Au delà d’une série de bassins et de ponts, d’où j’ai pris la photo ci-dessus, on a longé la gare du Tréport et…
AUX FRITES GOURMANDES

c’était l’enseigne du kiosque, typiquement picard, d’où commençait la promenade au bord de la plage de Mers…

Comme il arrive toujours dans ces endroits nordiques où l’on doit forcément trouver le juste équilibre entre le froid matinal et le chaud que provoque la marche prolongée, je me suis arrêté devant ce kiosque et j’ai posé mon iPad avec son étui rouge fort abîmé sur une table métallique peinte en vert. Étais-je encore étourdi pour mon accident domestique ? Étais-je contrarié pour quelques phrases changées avec les deux membres de ma famille à propos de ce même accident ? Je ne sais pas. Ce qui est sûr, je me suis éloigné de la table verte et de l’objet rouge sans lancer, comme d’habitude, un coup d’œil autour de moi.

Dix minutes plus tard, ou cinq peut-être, j’ai cherché l’iPad dans mon sac à dos… puis suis revenu en arrière…

C’était perdu, mon alter ego, mon compagnon de route auquel je confie toutes mes pensées et mes rêves.
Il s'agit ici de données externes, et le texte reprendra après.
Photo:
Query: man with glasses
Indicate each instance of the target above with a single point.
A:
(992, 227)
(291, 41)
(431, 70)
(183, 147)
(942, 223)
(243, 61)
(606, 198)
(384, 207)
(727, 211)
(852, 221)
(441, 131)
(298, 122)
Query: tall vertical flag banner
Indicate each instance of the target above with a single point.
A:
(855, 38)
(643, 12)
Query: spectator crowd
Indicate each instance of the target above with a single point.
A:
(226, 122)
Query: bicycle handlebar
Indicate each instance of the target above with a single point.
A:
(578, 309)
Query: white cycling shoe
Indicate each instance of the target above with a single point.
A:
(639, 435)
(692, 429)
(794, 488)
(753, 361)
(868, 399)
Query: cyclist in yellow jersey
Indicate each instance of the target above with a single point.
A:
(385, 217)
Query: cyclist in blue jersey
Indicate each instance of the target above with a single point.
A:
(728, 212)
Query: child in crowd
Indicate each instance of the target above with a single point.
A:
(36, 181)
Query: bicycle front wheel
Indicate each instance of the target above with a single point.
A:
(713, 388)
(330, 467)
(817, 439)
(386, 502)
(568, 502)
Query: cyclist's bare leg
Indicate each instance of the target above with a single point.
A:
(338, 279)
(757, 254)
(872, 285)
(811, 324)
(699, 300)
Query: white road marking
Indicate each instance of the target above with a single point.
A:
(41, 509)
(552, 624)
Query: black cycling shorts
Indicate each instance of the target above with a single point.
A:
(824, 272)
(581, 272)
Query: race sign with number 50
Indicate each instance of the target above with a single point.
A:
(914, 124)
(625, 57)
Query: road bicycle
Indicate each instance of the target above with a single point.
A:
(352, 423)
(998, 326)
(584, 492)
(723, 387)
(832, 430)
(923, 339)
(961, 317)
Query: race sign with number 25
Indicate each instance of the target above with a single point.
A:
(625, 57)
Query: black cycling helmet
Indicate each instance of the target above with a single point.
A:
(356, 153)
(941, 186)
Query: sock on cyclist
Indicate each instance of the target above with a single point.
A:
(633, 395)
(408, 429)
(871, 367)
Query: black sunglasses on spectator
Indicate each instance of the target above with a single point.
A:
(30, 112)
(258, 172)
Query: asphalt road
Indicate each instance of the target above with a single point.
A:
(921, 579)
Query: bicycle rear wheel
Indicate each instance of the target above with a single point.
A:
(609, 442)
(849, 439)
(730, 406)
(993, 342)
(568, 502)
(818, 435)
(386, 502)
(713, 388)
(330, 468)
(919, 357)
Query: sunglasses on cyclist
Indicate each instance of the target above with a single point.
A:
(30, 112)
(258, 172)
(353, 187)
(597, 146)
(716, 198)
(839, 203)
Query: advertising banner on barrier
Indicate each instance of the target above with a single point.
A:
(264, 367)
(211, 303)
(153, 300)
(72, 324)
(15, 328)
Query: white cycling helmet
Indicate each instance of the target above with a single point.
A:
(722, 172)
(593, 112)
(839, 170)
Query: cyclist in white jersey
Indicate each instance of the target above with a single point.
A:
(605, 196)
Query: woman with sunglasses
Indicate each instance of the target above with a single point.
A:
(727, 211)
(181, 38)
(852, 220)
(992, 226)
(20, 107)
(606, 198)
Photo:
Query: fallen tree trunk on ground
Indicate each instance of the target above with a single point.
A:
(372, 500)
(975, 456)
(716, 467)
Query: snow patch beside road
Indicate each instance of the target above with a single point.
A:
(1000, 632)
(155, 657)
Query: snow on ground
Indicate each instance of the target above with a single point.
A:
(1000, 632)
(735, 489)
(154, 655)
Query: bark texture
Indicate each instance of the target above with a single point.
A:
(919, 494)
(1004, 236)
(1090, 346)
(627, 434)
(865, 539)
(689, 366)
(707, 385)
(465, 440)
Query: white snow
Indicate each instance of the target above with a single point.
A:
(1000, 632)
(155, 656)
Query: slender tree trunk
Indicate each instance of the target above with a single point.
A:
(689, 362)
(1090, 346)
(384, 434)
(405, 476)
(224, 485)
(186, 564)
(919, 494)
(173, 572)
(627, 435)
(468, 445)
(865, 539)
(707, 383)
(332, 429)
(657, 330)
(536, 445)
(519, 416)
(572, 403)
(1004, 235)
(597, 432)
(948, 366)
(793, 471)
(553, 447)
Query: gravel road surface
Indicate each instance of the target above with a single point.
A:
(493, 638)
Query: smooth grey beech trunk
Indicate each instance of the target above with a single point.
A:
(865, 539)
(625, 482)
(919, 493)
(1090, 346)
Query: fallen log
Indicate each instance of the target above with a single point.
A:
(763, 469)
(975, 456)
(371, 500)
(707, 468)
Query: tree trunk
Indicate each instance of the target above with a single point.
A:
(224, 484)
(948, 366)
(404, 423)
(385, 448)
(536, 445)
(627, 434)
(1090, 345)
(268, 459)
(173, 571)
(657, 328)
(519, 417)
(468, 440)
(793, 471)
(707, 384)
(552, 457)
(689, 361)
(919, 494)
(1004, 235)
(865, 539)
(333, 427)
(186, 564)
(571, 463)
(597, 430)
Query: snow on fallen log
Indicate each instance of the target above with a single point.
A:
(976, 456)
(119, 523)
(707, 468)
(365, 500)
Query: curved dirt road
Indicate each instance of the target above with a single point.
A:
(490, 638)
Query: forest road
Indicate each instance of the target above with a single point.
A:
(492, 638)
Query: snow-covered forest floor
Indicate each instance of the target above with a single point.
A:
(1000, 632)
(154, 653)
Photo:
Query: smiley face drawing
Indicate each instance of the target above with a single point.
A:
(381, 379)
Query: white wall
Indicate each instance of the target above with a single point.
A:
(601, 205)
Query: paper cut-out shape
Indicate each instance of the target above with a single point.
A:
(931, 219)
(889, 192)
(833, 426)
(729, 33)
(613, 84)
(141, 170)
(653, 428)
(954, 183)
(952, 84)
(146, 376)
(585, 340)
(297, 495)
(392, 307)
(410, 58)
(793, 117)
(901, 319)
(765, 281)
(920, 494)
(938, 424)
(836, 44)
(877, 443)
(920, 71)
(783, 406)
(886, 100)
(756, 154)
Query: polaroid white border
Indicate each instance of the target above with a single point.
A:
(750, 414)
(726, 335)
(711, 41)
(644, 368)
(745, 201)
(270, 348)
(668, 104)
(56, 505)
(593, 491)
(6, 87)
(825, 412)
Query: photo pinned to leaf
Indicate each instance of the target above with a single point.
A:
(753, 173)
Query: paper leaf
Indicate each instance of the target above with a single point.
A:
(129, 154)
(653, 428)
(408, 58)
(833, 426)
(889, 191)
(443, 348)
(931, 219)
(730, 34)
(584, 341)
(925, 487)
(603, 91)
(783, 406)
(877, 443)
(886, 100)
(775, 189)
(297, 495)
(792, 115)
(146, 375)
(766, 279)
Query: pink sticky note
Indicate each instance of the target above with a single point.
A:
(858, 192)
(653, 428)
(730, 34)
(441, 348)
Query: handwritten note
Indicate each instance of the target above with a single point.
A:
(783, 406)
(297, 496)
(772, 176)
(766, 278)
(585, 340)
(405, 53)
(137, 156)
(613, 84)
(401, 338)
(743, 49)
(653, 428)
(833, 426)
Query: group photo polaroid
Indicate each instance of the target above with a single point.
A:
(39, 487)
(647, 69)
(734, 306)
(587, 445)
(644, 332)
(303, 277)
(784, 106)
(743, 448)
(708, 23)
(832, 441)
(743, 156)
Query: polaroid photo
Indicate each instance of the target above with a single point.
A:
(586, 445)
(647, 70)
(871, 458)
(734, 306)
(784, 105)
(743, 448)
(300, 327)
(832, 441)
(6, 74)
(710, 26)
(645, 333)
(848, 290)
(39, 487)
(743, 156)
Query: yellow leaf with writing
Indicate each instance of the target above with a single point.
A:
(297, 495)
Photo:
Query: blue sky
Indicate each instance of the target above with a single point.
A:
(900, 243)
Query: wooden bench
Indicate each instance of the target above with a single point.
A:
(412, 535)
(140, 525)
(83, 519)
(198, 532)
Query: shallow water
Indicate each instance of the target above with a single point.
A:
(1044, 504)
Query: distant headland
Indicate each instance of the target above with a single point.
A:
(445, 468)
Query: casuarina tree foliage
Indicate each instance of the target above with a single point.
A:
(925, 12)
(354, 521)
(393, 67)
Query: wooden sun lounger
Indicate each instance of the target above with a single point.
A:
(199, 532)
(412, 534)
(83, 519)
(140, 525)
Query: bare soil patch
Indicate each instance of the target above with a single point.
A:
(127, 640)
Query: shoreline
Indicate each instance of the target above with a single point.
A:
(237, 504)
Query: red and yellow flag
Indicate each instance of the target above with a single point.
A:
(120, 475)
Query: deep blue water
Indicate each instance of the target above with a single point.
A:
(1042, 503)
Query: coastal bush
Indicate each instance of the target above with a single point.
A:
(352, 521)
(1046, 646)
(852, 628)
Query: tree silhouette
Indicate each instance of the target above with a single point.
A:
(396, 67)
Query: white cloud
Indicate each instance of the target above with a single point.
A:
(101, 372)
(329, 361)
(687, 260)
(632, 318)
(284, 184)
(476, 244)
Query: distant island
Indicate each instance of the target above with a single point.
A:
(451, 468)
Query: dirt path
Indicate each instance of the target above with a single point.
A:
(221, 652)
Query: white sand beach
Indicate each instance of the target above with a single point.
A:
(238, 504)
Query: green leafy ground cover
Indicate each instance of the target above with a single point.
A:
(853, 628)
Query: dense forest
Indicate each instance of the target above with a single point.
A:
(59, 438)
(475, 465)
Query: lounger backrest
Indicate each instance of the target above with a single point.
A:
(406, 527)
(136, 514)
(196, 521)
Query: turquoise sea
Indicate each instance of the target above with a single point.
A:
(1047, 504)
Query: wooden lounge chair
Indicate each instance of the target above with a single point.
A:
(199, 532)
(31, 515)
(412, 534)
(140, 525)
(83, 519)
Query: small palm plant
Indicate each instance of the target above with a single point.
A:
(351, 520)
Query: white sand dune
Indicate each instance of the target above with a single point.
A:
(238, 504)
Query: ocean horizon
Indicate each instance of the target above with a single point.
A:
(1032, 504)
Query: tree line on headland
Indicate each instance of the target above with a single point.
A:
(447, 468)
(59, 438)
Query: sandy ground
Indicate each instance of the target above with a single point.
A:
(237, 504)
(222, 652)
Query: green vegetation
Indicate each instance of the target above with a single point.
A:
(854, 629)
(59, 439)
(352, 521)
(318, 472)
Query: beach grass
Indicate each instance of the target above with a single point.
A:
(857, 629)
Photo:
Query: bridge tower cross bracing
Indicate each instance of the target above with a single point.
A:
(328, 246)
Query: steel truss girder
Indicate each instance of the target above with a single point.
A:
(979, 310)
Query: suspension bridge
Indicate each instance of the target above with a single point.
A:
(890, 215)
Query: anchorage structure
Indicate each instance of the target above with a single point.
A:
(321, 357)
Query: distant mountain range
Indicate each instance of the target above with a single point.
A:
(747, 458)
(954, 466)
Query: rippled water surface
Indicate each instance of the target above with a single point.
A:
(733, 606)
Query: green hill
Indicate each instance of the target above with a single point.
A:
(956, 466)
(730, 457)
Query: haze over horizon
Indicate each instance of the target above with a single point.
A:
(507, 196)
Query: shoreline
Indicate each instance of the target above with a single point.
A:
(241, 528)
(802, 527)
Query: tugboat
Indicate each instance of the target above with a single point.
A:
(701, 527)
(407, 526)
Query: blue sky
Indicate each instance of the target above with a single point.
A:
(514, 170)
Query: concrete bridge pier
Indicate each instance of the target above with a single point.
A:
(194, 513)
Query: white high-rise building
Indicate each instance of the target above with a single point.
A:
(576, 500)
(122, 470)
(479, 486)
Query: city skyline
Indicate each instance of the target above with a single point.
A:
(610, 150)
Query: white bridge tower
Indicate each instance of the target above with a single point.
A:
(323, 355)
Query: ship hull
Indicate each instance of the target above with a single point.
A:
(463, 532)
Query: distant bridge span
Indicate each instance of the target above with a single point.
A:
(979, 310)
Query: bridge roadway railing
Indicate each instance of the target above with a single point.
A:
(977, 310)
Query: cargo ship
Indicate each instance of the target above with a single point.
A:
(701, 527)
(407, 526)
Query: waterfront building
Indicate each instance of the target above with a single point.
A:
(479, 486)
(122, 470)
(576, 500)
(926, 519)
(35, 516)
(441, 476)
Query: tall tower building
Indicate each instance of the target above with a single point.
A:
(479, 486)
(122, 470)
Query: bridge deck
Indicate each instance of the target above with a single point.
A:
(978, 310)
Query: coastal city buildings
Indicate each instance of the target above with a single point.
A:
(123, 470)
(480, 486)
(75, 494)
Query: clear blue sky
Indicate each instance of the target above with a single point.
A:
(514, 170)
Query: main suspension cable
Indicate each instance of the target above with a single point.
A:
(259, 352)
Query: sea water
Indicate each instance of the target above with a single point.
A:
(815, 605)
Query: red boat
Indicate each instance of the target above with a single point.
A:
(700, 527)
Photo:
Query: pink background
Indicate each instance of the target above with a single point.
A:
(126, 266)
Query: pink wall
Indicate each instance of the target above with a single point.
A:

Et cette perte, avec les trois ou quatre tentatives de le retrouver auprès d’un bureau des objets perdus qui n’existe plus, m’a longuement distrait de cet épisode principal de la collision contre cet objet, l’écran télévisé, que j’arrive souvent à détester pour ce qu’il représente et que je supporte seulement pour la petite joie inattendue de me livrer de beaux films… Comme « Certains l’aiment chaud », ce véritable chef d’œuvre de Billy Wilder qui jaillit à l’improviste, à la veille de notre départ, de ce même téléviseur assassin, avec un très soigné reportage d’Arte sur la vie et la mort de Marilyn Monroe !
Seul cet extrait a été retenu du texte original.